Dans le commissariat décrépi, la petite fille circulait d’un local à l’autre, Dans l’un son père et sa mère, dans l’autre l’instituteur qui avait soupçonné l’inceste. Telles les deux faces d’une même pièce de monnaie, son attitude alternait radicalement au passage de la porte. D’un côté l’enfant sage et responsable, de l’autre les attitudes enfantines. « Nous n’arrivions pas à en croire nos yeux, se souvient Karine Minnen. Confrontée à ses parents elle se comportait comme une adulte. Accompagnée par son instituteur, elle redevenait une enfant ». Durant plus de deux heures, sans œillère aucune, la commissaire de la brigade des mœurs de la zone de police Bruxelles-Ixelles détaille son travail : la discrétion durant les enquêtes, l’intrusion policière dans la cellule familiale, parfois l’obligation d’agir très rapidement lorsque l’enfant est en danger et, dans certains cas, la nécessité de l’extraire du cercle familial, les confrontations entre agresseurs et victimes et les dénis fréquents des premiers, les techniques d’interrogatoires vidéo-filmées, la délicatesse indispensable au moment de poser les questions aux enfants, la manière de ne pas orienter les réponses, la collaboration avec les psychologues et les juges d’instruction…

 

Confrontée à la réalité du terrain, elle illustre ses propos d’une multitude de cas très concrets et extrêmement divers.

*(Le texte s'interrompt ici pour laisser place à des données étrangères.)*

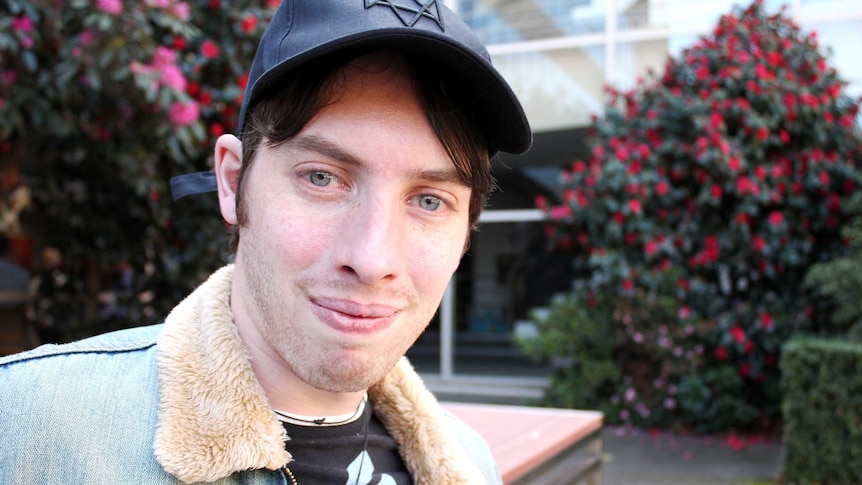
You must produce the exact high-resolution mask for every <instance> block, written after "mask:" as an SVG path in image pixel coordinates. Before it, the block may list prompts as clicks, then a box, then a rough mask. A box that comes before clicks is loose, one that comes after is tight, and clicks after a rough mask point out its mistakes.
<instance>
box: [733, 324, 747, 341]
mask: <svg viewBox="0 0 862 485" xmlns="http://www.w3.org/2000/svg"><path fill="white" fill-rule="evenodd" d="M730 336H731V337H733V340H734V341H735V342H736V343H740V344H741V343H742V342H745V330H743V329H742V327H740V326H739V325H734V326H732V327H730Z"/></svg>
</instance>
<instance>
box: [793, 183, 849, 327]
mask: <svg viewBox="0 0 862 485" xmlns="http://www.w3.org/2000/svg"><path fill="white" fill-rule="evenodd" d="M847 210H848V213H849V214H851V215H852V216H853V219H852V220H851V221H850V223H848V224H847V225H846V226H845V227H844V230H843V233H842V234H843V235H844V237H845V239H846V240H847V254H846V255H843V256H841V257H838V258H835V259H833V260H832V261H828V262H823V263H818V264H815V265H814V266H812V267H811V269H809V271H808V274H807V275H806V278H805V282H806V283H807V284H808V285H809V286H811V287H813V288H815V289H816V290H817V291H818V292H819V293H821V294H823V295H825V296H826V297H828V298H829V299H830V301H831V303H832V308H833V311H832V314H831V316H832V322H831V323H832V325H831V327H830V328H829V329H828V330H829V331H830V333H837V334H839V335H841V334H844V333H845V332H846V333H847V336H848V337H850V338H851V339H853V340H856V341H858V342H862V298H860V295H862V194H860V193H856V194H854V196H853V198H852V199H851V200H850V202H849V203H848V204H847Z"/></svg>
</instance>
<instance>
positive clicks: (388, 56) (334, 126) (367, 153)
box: [298, 56, 454, 167]
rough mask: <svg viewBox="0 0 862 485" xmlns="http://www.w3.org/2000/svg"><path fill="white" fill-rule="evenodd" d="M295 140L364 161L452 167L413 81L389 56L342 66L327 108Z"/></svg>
mask: <svg viewBox="0 0 862 485" xmlns="http://www.w3.org/2000/svg"><path fill="white" fill-rule="evenodd" d="M298 135H299V137H309V136H311V137H318V138H320V139H323V140H328V141H329V142H330V143H333V144H337V145H338V146H340V147H342V148H343V149H345V150H347V151H350V152H353V154H354V156H357V157H360V158H363V159H367V160H369V161H372V160H375V159H389V160H399V159H403V160H404V163H407V162H408V161H410V160H409V157H414V158H415V160H413V161H414V162H416V163H421V164H429V165H435V166H438V167H440V166H441V165H447V166H452V165H453V164H454V162H453V161H452V160H451V159H450V157H449V155H448V153H447V151H446V149H445V148H444V146H443V143H442V142H441V140H440V139H439V137H438V135H437V133H436V132H435V130H434V129H433V127H432V124H431V121H430V119H429V115H428V113H427V111H426V109H425V105H424V103H423V102H422V99H421V97H420V93H419V91H418V89H417V87H416V84H415V83H414V78H413V76H412V74H411V73H410V71H409V69H408V68H407V66H406V65H405V64H404V63H403V62H401V61H400V60H398V59H393V58H392V57H391V56H387V57H380V56H366V57H363V58H359V59H357V60H356V61H354V62H351V63H350V64H348V65H346V66H344V67H343V68H342V69H341V71H340V73H339V74H338V76H337V84H336V85H334V86H333V87H332V93H331V96H330V97H329V100H328V102H327V103H325V104H324V106H323V107H322V108H321V109H320V110H319V111H318V112H317V113H316V114H315V115H314V116H313V117H312V118H311V120H309V122H308V123H307V124H306V126H305V127H303V129H302V131H301V132H300V133H299V134H298Z"/></svg>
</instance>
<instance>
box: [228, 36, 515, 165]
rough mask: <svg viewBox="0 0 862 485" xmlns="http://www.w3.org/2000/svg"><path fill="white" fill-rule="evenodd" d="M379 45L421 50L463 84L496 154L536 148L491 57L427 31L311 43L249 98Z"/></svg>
mask: <svg viewBox="0 0 862 485" xmlns="http://www.w3.org/2000/svg"><path fill="white" fill-rule="evenodd" d="M375 48H395V49H398V50H400V51H402V52H404V53H406V54H407V55H417V56H421V57H422V58H423V59H424V60H425V61H426V62H429V63H432V65H433V66H434V67H439V70H440V73H442V75H443V76H444V77H445V79H446V80H447V81H448V82H451V83H454V84H456V85H457V86H458V90H459V91H460V97H461V99H465V100H469V101H467V102H469V103H470V104H474V106H475V107H474V108H473V109H474V110H475V115H476V119H477V121H478V123H479V124H480V125H481V129H482V132H483V133H484V134H485V137H486V139H487V140H488V143H489V145H490V146H489V149H490V150H489V151H490V152H491V153H492V154H493V153H496V152H497V151H503V152H507V153H513V154H520V153H524V152H525V151H527V150H528V149H529V148H530V145H531V143H532V131H531V130H530V125H529V122H528V121H527V117H526V115H525V114H524V110H523V108H522V107H521V104H520V102H519V101H518V98H517V97H516V96H515V93H514V92H512V90H511V88H510V87H509V85H508V83H506V81H505V80H504V79H503V78H502V77H501V76H500V74H499V73H498V72H497V71H496V69H494V68H493V67H492V66H491V64H490V62H488V61H487V60H485V59H482V58H481V57H479V56H477V55H476V54H475V53H474V52H472V51H469V50H466V49H464V48H463V47H461V46H458V45H455V44H453V43H451V42H449V41H447V40H446V39H445V38H438V37H435V36H432V35H429V34H428V33H427V32H420V33H416V32H415V31H410V30H406V29H392V30H385V29H381V30H378V31H376V32H374V33H369V32H362V33H359V34H356V35H354V36H345V37H341V38H338V39H334V40H333V41H332V42H329V43H326V44H322V45H319V46H317V47H314V48H311V49H307V50H306V51H304V52H302V53H301V54H297V55H295V56H293V57H291V58H289V59H287V60H285V61H283V62H282V63H280V64H278V65H277V66H275V67H273V68H271V69H270V70H269V71H267V72H265V73H264V74H263V75H261V77H260V78H259V79H258V80H257V82H256V83H255V85H254V86H253V88H252V91H251V93H250V96H251V99H248V100H246V104H247V106H248V107H251V106H253V105H254V104H255V103H256V102H257V100H258V99H257V98H258V97H259V96H260V95H261V94H262V93H264V92H265V91H266V90H268V89H269V88H270V87H272V86H273V85H274V84H275V83H276V82H277V81H278V79H280V78H282V76H284V75H286V74H287V73H289V72H291V71H295V70H297V69H301V68H302V67H303V66H304V65H306V64H308V63H310V62H316V61H318V60H320V59H322V58H325V57H327V56H330V55H334V54H337V53H341V52H345V51H348V50H358V49H363V50H372V49H375ZM243 116H245V114H243ZM243 122H244V120H240V126H242V125H243Z"/></svg>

Force est de constater que, lors de leurs enquêtes, les policiers sont souvent les premiers à brandir le miroir de la vérité. Les conséquences en sont toujours effroyables: « Devant nous, des familles entières s’effondrent littéralement. Les déchirements sont toujours terribles. Parfois, même, ce sont les enfants qui en viennent à consoler leurs parents, se désole-t-elle en mentionnant la difficulté d’un métier qu’elle mène pourtant avec passion. Le déni des agresseurs, aussi, est parfois très difficile à accepter. On encaisse, mais nous avons nous aussi nos propres enfants et nos rôles de parents ». Et quand je demande à deux de ses enquêtrices ce qui les étonne le plus dans leur travail, elles répondent sans hésiter: « le nombre d’affaires à traiter ». Un chiffre fourni par une institution hospitalière traitant les agresseurs, eux-mêmes, affirme que 20% des filles et 15% des garçons seraient victimes d’abus sexuels durant l’enfance. Pour la commissaire Minnen, effectivement, de nombreux problèmes de société auxquels la police est confrontée proviennent de déséquilibres familiaux dont une proportion non négligeable sont, bien sûr, d’ordre sexuel.